If you have an Apple TV set with a Siri Remote, you don't need haptic feedback. Assuming you can find the remote, and you have it facing the right away around, then you just press a button and you know it works when your Apple TV reacts.
But sometimes it's less clear that a device has responded to your pressing on a remote control, or tapping on an iPhone app. That may be because of what you're trying to control, such as a speaker that has no visual display.
It could equally be because of accessibility needs -- or it could well be that a games controller would benefit from immediate haptic feedback.
Or it could simply be that you have one remote control, or iPhone, and you are surrounded by devices that they could work with. Apple has been researching how haptic feedback could not just tell you something has worked, but also guide you to pointing toward the right device out of many.
The remote control (or iPhone) could "snap" to the right device
In a newly-revealed patent application called "Electronic Devices With Touch Input Components And Haptic Output Components," Apple concentrates on using haptics with physical remote controls.
"An electronic device may include touch input components and associated haptic output components," it says. "The control circuitry may provide haptic output in response to touch input on the touch input components and may send wireless signals to the external electronic device based on the touch input."
"The haptic output components may provide local and global haptic output, continues Apple. "Local haptic output may be used to guide a user to the location of the electronic device or to provide a button click sensation to the user in response to touch input."
"Global haptic output may be used to notify the user that the electronic device is aligned towards the external electronic device and is ready to receive user input to control or communicate with the external electronic device," says the patent application.
Just to be thorough, as well as taking commands or responding to inputs, Apple's idea also notes when a device is switched off. "Control circuitry may switch a haptic output component into an inactive mode to inform the user that a touch input component is inactive," it says.

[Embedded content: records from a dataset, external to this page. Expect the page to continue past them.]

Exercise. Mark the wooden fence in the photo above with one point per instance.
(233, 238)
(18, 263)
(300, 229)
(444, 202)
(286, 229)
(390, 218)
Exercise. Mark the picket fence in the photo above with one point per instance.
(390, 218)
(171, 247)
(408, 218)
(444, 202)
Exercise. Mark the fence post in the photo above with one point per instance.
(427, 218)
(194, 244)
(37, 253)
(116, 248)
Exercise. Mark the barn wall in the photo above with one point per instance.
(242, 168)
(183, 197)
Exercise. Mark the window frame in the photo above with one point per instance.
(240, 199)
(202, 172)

Apple also explores using Time of Flight to determine the distance between the remote and the device it's intended to control.

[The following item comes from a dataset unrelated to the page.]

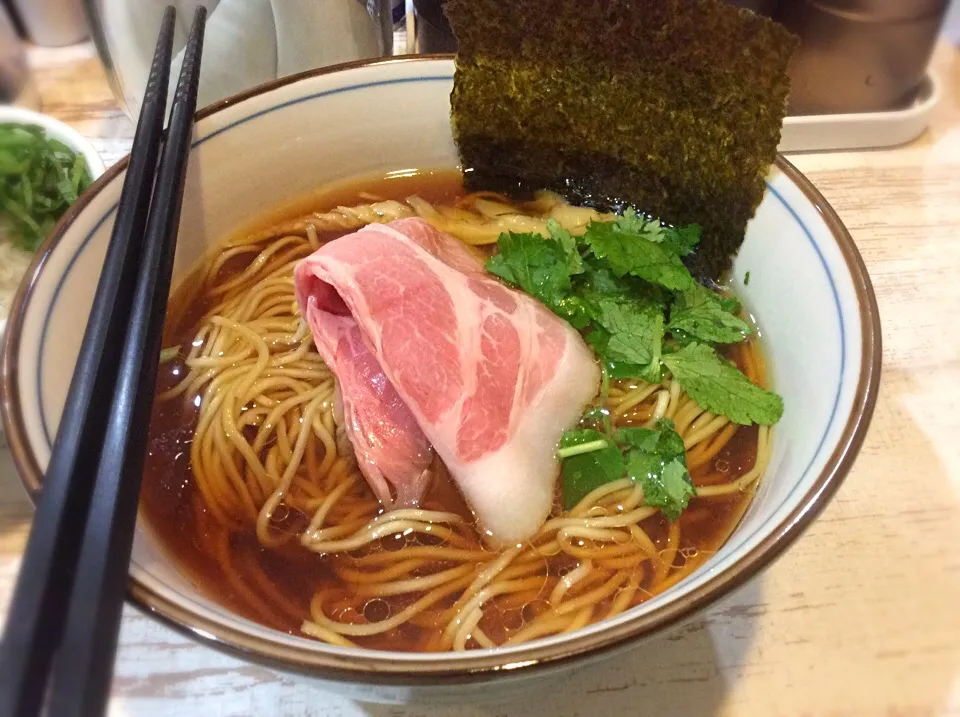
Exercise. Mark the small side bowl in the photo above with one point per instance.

All of Apple's illustrations in the patent application show a physical remote control, which rather looks like a crude iPhone. The patent application definitely aims to cover more than physical remotes, or even solely iPhone apps, though.
"[The electronic] device may be a computing device such as a laptop computer, a computer monitor containing an embedded computer, a tablet computer, a cellular telephone, a media player, or other handheld or portable electronic device," it says. "[Or] a smaller device such as a wristwatch device, a pendant device, a headphone or earpiece device, a device embedded in eyeglasses or other equipment worn on a user's head, or other wearable or miniature device, a television, a computer display that does not contain an embedded computer, a gaming device, a navigation device, an embedded system such as a system in which electronic equipment with a display is mounted in a kiosk or automobile"
That's Apple trying to make one patent claim cover every conceivable implementation. But since Apple first introduced the use of haptic feedback, the feature has spread to many more applications, so it's easy to believe the same thing could happen with this development.